The career archive of a NYC paramedic

Tag: NYC

The Two Roslyns

I met the first Roslyn a year or two after I started working in Manhattan. The first time we went to her apartment she had accidentally broken a crystal vase and had cut both of her hands significantly. One wound on her wrist was bleeding badly enough that she thought she may have severed an artery and she was very distraught about it. Despite being upset, she was polite and mostly friendly. There was a lot of blood in her modern living room which had sweeping views of the East River. As I started the paperwork I leaned on her grand piano and glanced at the framed photos on display. They illustrated an enviable life. There were photos on safari in Africa, skiing photos in what looked like Switzerland and several happy pictures of friends and family. In one photo it appeared that a young Roslyn had gotten some kind of award riding horses. There was also a wedding photo with a handsome man. The man was not present and when it was time to go to the hospital she was asked if they could notify her husband.

“Oh no,” she replied, somewhat bitterly.

We took her to the hospital and while we were waiting to be triaged another crew of EMTs, who were leaving, saw her and said hello, using her name. She said hello back in the embarrassed kind of way a person does when they think they’ve been mistaken for someone else and are just trying to be polite.

“Do you know her?” I asked later.

“Yeah, sure,” they said. “She’s a regular.”

Really? Most of our ‘regulars’ are either homeless or have chronic medical conditions requiring frequent hospitalizations. Our homeless regulars are, almost without exception, people with substance abuse issues. She didn’t seem to fit either of those categories. What could make Roslyn a regular?

“You’ll see,” they said. “She calls all the time.”

She calls all the time? For what? Is she accident-prone?

I had forgotten about it until the next time we were summoned to her apartment, which was not too long after. This time her apartment was messy. It wasn’t ransacked but it looked more like someone hadn’t picked up after themselves in a long time. The wedding picture was gone and some other things looks slightly different but I couldn’t tell exactly what.

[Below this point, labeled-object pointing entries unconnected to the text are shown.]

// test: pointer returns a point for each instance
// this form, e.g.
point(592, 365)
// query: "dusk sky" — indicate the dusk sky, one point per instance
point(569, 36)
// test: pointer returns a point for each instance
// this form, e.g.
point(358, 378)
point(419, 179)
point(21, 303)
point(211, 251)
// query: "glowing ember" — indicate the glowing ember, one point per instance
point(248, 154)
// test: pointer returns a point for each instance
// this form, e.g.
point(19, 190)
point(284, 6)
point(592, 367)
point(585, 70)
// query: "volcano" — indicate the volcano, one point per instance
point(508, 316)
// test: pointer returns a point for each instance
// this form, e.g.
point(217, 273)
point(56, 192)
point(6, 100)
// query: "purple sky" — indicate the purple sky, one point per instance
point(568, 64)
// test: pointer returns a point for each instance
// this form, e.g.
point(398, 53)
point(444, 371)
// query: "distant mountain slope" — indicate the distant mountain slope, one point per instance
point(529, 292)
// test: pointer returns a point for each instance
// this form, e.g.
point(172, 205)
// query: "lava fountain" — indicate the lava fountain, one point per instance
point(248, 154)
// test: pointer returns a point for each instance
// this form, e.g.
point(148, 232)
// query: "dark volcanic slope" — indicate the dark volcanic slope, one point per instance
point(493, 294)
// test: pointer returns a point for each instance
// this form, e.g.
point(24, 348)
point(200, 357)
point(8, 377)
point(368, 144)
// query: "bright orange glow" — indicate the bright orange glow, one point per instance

Roslyn was intoxicated and rambling about having things stolen from her apartment. Her statements didn’t go together and went off on tangents that had to do with her job or her family, both of whom she hated at that moment. A long time was spent deciphering everything she said but eventually it was determined that the missing items were taken by her now ex-husband thanks to a “misogynistic, two-bit, loser judge” who had sided with him in the divorce. It wasn’t clear what she had called for since she didn’t want to go to the hospital and there was nothing actually ‘stolen’. The police abandoned their report but stayed on to assist us in taking her to the hospital as she was in no position to make an informed decision to refuse. She was furious about going to the hospital. We were accused of working for her ex. Our previously friendly and polite lady had turned into a cursing, spitting lunatic.

Each trip to Roslyn’s home for the next year or so also involved alcohol to some degree of another. There were stints in rehab, relapses, and long periods when she was sober, when she’d call 911 for relatively minor things every now and then. On these types of calls, I think she thought of us more as company and tried to serve us food and played the piano for us. She told us about her stressful job that she liked, despite a boss who had gotten promoted over her. She complained about her ex, who she felt had made out too well in the divorce. She gossiped about her neighbors. And once, when I admired a painting in her hallway, she mentioned she had painted it, saying that her first dream was to be an artist and that someday she was going to try again. Getting to know her during these sober periods made it all the more heartbreaking as we watched her decline years later.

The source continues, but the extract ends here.